Avis de Zaynab : "Est-ce que ma vie sera mieux une fois qu'j'aurais mon certif'?"
Saint-Rémy-sur-Vergogne est un lieu fictif du département de la Mayenne, mais c’est une commune bien située dans la géographie locale puisqu’on la donne comme appartenant au canton de Villaines. La situation de Villaines-la-Juhel correspond bien à ce qui est dit dans le roman, on est non loin du passage de la nationale 12 et quasiment au carrefour de la Mayenne, la Sarthe et l’Orne.

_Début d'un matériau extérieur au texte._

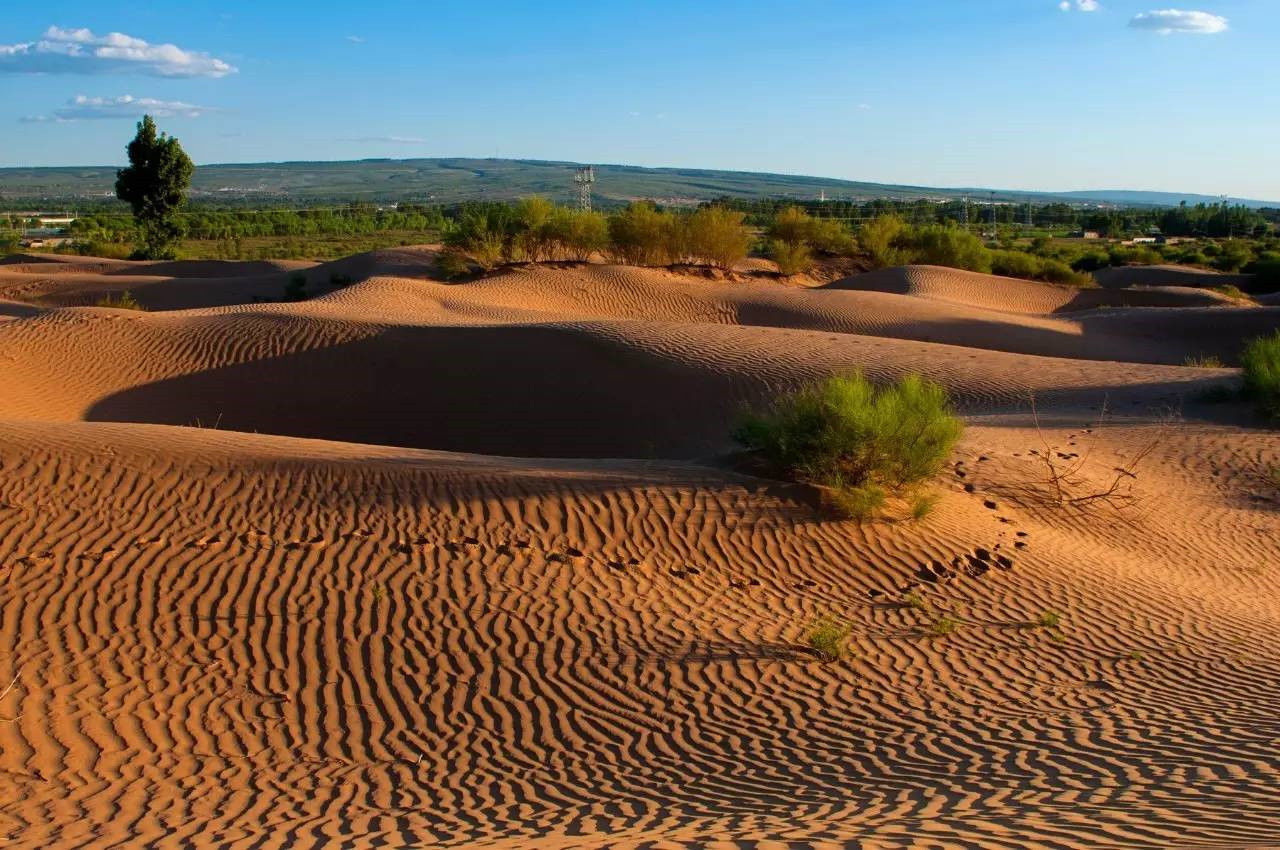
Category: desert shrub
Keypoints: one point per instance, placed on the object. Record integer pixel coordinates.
(1134, 255)
(880, 238)
(1092, 261)
(862, 502)
(1015, 264)
(641, 234)
(1261, 364)
(944, 626)
(452, 264)
(923, 505)
(120, 301)
(1057, 272)
(831, 237)
(791, 225)
(1048, 620)
(487, 247)
(827, 636)
(1233, 256)
(531, 238)
(575, 234)
(791, 257)
(717, 237)
(795, 228)
(1266, 272)
(105, 250)
(946, 246)
(860, 442)
(485, 236)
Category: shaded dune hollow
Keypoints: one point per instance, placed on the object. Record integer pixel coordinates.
(430, 563)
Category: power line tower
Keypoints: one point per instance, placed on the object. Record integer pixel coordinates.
(583, 179)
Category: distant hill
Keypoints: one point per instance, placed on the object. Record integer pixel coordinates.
(446, 181)
(1128, 197)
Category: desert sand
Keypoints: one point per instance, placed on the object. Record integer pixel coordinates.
(426, 563)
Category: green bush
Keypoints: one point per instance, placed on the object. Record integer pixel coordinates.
(791, 257)
(862, 442)
(947, 246)
(795, 228)
(827, 638)
(119, 301)
(1015, 264)
(880, 237)
(1233, 292)
(1261, 364)
(1266, 270)
(452, 264)
(1018, 264)
(575, 234)
(717, 237)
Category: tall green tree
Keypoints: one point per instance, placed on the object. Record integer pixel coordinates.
(155, 186)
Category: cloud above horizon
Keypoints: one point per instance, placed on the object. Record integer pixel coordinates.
(83, 108)
(80, 51)
(1170, 21)
(387, 140)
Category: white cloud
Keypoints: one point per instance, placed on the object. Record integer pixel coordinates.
(80, 51)
(387, 140)
(82, 108)
(1170, 21)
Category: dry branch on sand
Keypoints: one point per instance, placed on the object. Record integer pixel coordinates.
(1075, 480)
(3, 695)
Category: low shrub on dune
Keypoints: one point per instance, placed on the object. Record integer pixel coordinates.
(859, 442)
(119, 301)
(1261, 364)
(641, 234)
(718, 237)
(791, 257)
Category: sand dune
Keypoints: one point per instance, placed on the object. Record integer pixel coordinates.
(1169, 275)
(425, 630)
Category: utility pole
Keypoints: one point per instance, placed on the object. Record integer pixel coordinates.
(584, 178)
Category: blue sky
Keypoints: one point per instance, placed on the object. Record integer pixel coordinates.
(1010, 94)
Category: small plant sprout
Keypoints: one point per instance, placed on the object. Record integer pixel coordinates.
(1050, 620)
(914, 601)
(945, 626)
(827, 638)
(923, 505)
(119, 301)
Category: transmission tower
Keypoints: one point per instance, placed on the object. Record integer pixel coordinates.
(584, 178)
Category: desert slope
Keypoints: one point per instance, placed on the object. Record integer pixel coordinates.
(241, 640)
(485, 577)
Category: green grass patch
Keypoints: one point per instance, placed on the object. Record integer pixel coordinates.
(860, 442)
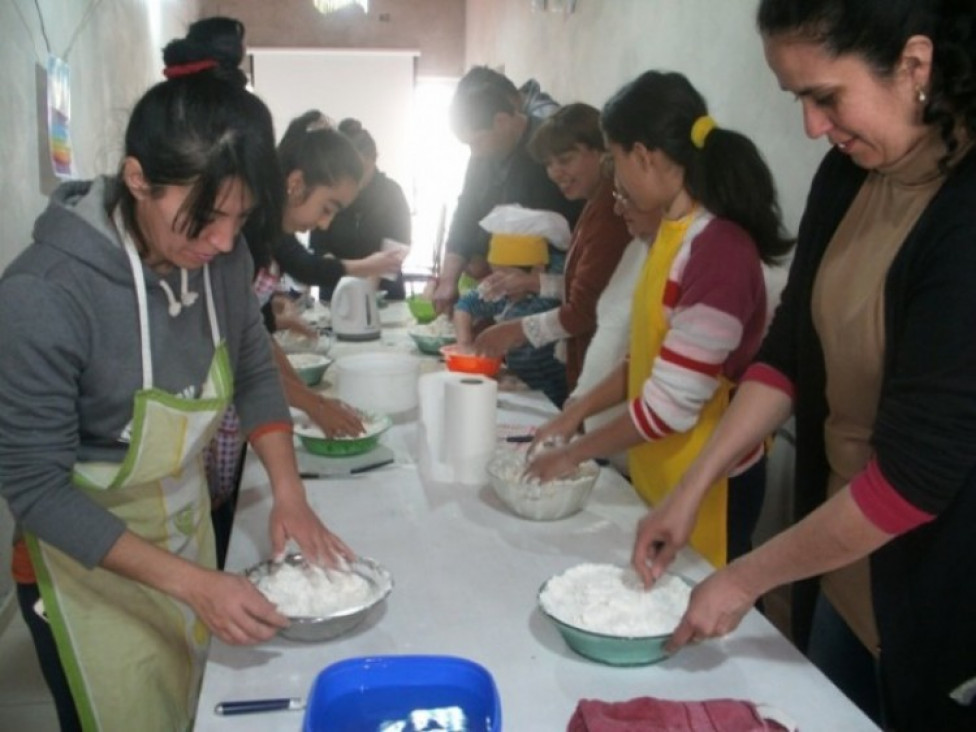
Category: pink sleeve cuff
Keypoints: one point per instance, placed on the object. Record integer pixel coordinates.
(645, 422)
(883, 506)
(766, 374)
(267, 428)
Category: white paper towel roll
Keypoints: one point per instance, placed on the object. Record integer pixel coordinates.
(457, 426)
(469, 415)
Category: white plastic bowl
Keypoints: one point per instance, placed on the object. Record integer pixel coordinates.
(378, 382)
(530, 499)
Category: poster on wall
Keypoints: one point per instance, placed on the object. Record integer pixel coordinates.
(59, 116)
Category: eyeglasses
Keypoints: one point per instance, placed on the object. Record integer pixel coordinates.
(620, 198)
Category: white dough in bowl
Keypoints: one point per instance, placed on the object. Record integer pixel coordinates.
(611, 600)
(312, 592)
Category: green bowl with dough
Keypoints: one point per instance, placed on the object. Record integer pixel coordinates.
(315, 441)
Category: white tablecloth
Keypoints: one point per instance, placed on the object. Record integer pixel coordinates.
(466, 575)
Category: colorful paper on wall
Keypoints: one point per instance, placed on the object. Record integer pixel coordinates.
(59, 116)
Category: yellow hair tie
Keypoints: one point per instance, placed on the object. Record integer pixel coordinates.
(700, 130)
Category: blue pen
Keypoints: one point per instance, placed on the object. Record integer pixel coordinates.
(250, 706)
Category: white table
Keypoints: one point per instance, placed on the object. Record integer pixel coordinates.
(466, 576)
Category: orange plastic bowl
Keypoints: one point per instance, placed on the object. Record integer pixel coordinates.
(458, 359)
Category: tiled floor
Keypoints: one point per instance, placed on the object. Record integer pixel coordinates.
(25, 703)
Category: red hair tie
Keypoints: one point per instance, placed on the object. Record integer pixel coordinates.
(172, 72)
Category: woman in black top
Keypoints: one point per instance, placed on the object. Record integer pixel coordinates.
(379, 212)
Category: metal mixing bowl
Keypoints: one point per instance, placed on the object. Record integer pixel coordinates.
(312, 630)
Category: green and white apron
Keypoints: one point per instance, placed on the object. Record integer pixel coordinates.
(134, 656)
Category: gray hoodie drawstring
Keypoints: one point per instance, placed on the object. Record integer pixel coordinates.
(187, 298)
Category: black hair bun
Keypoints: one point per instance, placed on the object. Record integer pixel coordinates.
(350, 126)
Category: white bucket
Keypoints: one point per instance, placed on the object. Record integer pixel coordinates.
(378, 382)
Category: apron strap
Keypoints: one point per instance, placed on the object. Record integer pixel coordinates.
(139, 278)
(135, 264)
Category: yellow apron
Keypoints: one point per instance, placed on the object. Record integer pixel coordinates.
(656, 467)
(132, 655)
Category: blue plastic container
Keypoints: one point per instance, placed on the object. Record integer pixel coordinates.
(412, 693)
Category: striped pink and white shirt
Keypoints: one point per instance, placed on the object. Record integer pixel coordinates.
(715, 304)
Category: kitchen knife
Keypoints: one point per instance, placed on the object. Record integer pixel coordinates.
(250, 706)
(352, 471)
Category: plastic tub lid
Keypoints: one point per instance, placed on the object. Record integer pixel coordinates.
(376, 692)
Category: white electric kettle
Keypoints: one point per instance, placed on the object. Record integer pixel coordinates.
(355, 315)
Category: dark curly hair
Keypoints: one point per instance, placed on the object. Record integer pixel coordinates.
(877, 30)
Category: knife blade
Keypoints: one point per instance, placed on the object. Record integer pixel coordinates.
(310, 475)
(250, 706)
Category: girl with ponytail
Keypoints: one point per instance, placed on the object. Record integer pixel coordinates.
(699, 307)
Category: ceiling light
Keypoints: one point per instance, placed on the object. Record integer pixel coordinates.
(330, 6)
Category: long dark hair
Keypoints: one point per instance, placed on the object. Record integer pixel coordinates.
(323, 154)
(361, 139)
(877, 31)
(201, 130)
(727, 174)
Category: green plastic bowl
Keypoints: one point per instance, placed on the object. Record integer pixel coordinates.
(610, 649)
(421, 308)
(431, 344)
(613, 650)
(315, 442)
(310, 367)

On est en 1956 où la fin des vacances d’été est encore fixée fin septembre et la rentrée a dû se faire le lundi 1er octobre, et non vers le 8 octobre comme laisse l’entendre le livre. Certes l’erreur est bénigne, mais cet ouvrage ne doit-il pas faire approcher le mieux possible ce qu’était une année scolaire précise durant les Trente Glorieuses dans une école de campagne. Rien à dire que de positif par ailleurs de rappeler que la rentrée des vacances de Pâques se faisait au lundi de Quasimodo, même si le lecteur d’aujourd’hui devra la plupart du temps consulter wikipédia pour comprendre. L’ouvrage fait d’ailleurs penser au Chemin de plaine d’Ernest Pérochon dans ce cas c’est là à la Belle Époque la première année scolaire comme enseignant que vit le héros ; l’auteur puisant en très grande partie dans son vécu personnel.
On retrouve dans les deux ouvrages la dimension sentimentale, mais si elle est dramatique avec l’auteur poitevin, elle est très attendrissante chez Gérard Nedellec. Le mot d’enfant est présent aussi ponctuellement dans les deux ouvrages, ici avec Le candidat au certif :
«- Hier, j’ai vu un chevaux !
- Fais donc attention ! Rappelle-toi ce que j’ai dit : on dit chevaux quand le cheval n’est pas seul. Tu comprends ?
- Ben oui… Il n’était pas seul, puisqu’il, pisqu’y avait un bonhomme dessus ! » (page 115)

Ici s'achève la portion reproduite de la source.